User Namespaces and Credential Mapping

uid/gid mapping, capability sets, and the privilege model for containers

What user namespaces provide

A user namespace maps user and group IDs between a process's view and the host system. Inside the namespace, a process can have uid 0 (root) while being mapped to an unprivileged uid on the host.

This is the foundation for rootless containers: running containers without any host privileges.

Host system:           Container (user namespace):
  uid=1000 (alice)  ←→  uid=0 (root inside container)
  gid=1000           ←→  gid=0
  uid=1001-65535     ←→  uid=1-64535

Creating a user namespace

#include <sched.h>
#include <unistd.h>

/* Clone with new user namespace */
pid_t pid = clone(child_func, stack_top,
                  CLONE_NEWUSER | SIGCHLD, NULL);

/* Or in the shell: */
/* unshare -U /bin/bash */
/* id → uid=65534(nobody) until mapped */

After clone(CLONE_NEWUSER), the child process has a new user namespace but no uid/gid mapping yet. All operations requiring privileges fail until the parent writes the mapping.

uid_map and gid_map

# From the parent (after fork):
# Map child uid 0 → host uid 1000, range 1
echo "0 1000 1" > /proc/<child_pid>/uid_map
echo "0 1000 1" > /proc/<child_pid>/gid_map

# Format: <ns-uid> <host-uid> <count>
# Maps ns-uid range [0, count) to host-uid range [host-uid, host-uid+count)

# Multi-range mapping (for container with many users):
echo "0 1000 1" > /proc/<pid>/uid_map    # root maps to host 1000
echo "1 100000 65534" >> ...             # uid 1-65534 maps to host 100000-165533

newuidmap / newgidmap

For unprivileged users to write mappings beyond the single-entry restriction, the newuidmap setuid helper is used:

# /etc/subuid format: user:start:count
# alice:100000:65536
# means alice can use host uids 100000-165535 in user namespaces

# newuidmap writes the uid_map for an unprivileged process:
newuidmap <pid> <ns-uid> <host-uid> <count> [...]
newuidmap 1234 0 1000 1 1 100000 65535

# Podman/rootless Docker use this automatically:
podman run --rm alpine id
# uid=0(root) gid=0(root) groups=0(root)
# (on host, process runs as alice with uid 1000)

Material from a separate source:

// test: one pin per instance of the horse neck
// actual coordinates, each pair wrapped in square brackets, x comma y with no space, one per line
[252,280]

/etc/subuid and /etc/subgid

# View subordinate ID ranges allocated for a user:
cat /etc/subuid
# alice:100000:65536
# bob:165536:65536

# Allocate a range for a new user:
usermod --add-subuids 200000-265535 charlie
usermod --add-subgids 200000-265535 charlie

Capabilities in user namespaces

Within a new user namespace, a process starts with a full set of capabilities — but only within that namespace:

/* Capabilities in a user namespace are scoped: */

/* Permitted inside namespace: */
CAP_NET_ADMIN    /* modify network config of ns-owned network namespaces */
CAP_SYS_ADMIN    /* various admin ops within the namespace */
CAP_SETUID       /* change uid to any uid in the mapping */
CAP_CHOWN        /* chown to any uid in the mapping */
/* ... */

/* NOT permitted even inside namespace: */
/* CAP_SYS_RAWIO: direct hardware access */
/* CAP_SYS_MODULE: load kernel modules */
/* Anything requiring global system access */

struct cred

/* include/linux/cred.h */
struct cred {
    atomic_long_t   usage;

    kuid_t          uid;    /* real UID */
    kgid_t          gid;    /* real GID */
    kuid_t          suid;   /* saved UID */
    kgid_t          sgid;   /* saved GID */
    kuid_t          euid;   /* effective UID */
    kgid_t          egid;   /* effective GID */
    kuid_t          fsuid;  /* filesystem UID */
    kgid_t          fsgid;  /* filesystem GID */
    unsigned        securebits;  /* SUID-related security bits */

    kernel_cap_t    cap_inheritable; /* caps new processes can inherit */
    kernel_cap_t    cap_permitted;   /* caps this process may use */
    kernel_cap_t    cap_effective;   /* caps currently in use */
    kernel_cap_t    cap_bset;        /* capability bounding set */
    kernel_cap_t    cap_ambient;     /* ambient capability set */

    struct user_namespace   *user_ns;  /* owning user namespace */
    struct user_struct      *user;
    struct group_info       *group_info;

    /* RCU-protected: */
    struct rcu_head         rcu;
} __randomize_layout;

Capability sets

cap_permitted:   maximum capabilities the process can have
cap_effective:   capabilities currently active (checked by kernel)
cap_inheritable: capabilities passed across execve
cap_bset:        bounding set: caps can never exceed this
cap_ambient:     ambient: automatically inherited without execve magic

Checking capabilities

/* kernel/capability.c */
bool ns_capable(struct user_namespace *ns, int cap)
{
    return ns_capable_common(ns, cap, CAP_OPT_NONE);
}

bool capable(int cap)
{
    return ns_capable(&init_user_ns, cap);
}

When a process calls capable(CAP_NET_ADMIN), the kernel checks the capability against init_user_ns — the system-wide root namespace. This means capable() only returns true for processes with real host root capabilities. For namespace-scoped checks (e.g., does this process have CAP_NET_ADMIN in the namespace that owns a given network device?), the kernel uses ns_capable(ns, cap) instead.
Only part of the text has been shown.